But, how can one gain it all back? How can one simply get up and go through life like evil doesn’t exist? Like poverty, heartbreaks, detachment among people don’t exist. It’s certainly not easy to get up and keep going in a reality that is utterly bleak, gloomy, and overshadowed by crimes, selfishness, frivolity…squalor of a world lacking spiritual existence.

I often dreamed of simpler times, but I saw the wickedness of this world and I realized I had two options: stay miserable or be the creator of my own world. I chose the latter.

I often felt like quitting, but there was something so invigorating about taking matters in your own hands, taking the reins and leading your life in whatever direction you wanted. So, I gave life another chance in the hope that I’d forget the sorrows of the past. I had to let them go. I had to set them free to set myself free.

I thought my sorrows and my bad decisions had me imprisoned, but then I realized I was the one holding on to them for I knew nothing else.

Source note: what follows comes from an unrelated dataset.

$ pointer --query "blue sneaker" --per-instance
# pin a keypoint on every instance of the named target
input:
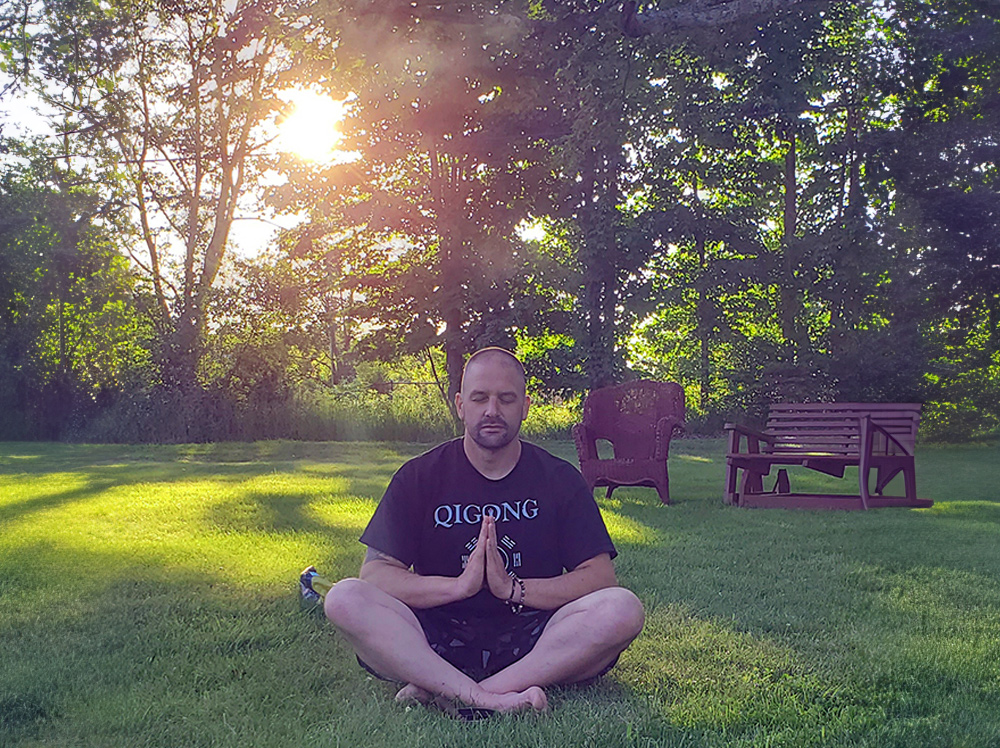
(309, 595)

Starting over was scary. Scarier than the past which was familiar. I was used to it. But then I realized I was holding on to what I knew because I was frightened to make a change; because change felt like stepping on some unknown, untested land; it felt as uncomfortable as waking up your neighbors on a Sunday morning with a drilling machine.

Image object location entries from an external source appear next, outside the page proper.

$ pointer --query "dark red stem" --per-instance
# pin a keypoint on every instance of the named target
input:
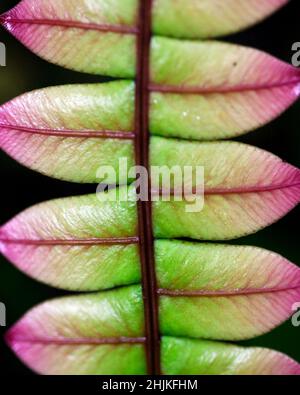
(145, 208)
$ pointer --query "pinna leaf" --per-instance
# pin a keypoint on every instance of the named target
(104, 334)
(206, 292)
(200, 90)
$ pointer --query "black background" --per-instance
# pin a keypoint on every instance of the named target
(21, 187)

So, I let it all go. Slowly. Steadily.

And it worked.

Here I am now. Independent. Unconventional. Fierce. Daring.

I create my own rules. I eat breakfast for dinner; I wear sunglasses in winter; I polish my nails with lipstick when I am in a rush because you don’t have to wait for it to dry, and I let the wind blow into my hair even though it’s freezing outside. The wind makes me smile. I feel how the cold is slowly tiptoeing to my chest and I feel how it prickles my face and it makes me feel alive.

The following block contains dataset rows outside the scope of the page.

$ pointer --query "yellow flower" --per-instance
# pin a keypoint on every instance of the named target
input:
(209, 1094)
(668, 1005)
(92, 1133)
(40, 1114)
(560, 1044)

I moved on because it wasn’t just a challenge. I moved on because I owed it to myself. I moved on because I wanted to be happy. I moved on because I had the right and because it was the time to move on already.

We cannot save the people around us – we can only help them get through a situation by offering them our support and our understanding. We cannot be the doers and the makers of their lives. We cannot be their heroes and we cannot be those that lift them up.

You have one responsibility–to save yourself. Saving others will make you feel good about yourself, but it won’t solve your problems. It won’t make others feel good about themselves either. It is why you can only be there for someone through tough times, but you cannot fight their battles. We all learn through our own pain and through our own mistakes.

You have only one battle: saving yourself while trying to be better every day as you move forward. Putting someone in a safe bubble and protecting them from the cruelty of this world is acceptable for children only. Eventually, we all have to go through the downs in life.

Do you know what’s so good about the downs in life? The pain.

Pain forms you. Don’t quit because of the pain, on the contrary, look pain in the eyes and say: You will make me stronger, so why should I fear you?

Now go on, dare, and seize the day. Take every failure as a lesson and never stop moving forward. It is going to suck in the beginning, but it is just part of that formation process.

Make your own rules about life. Then break them if necessary.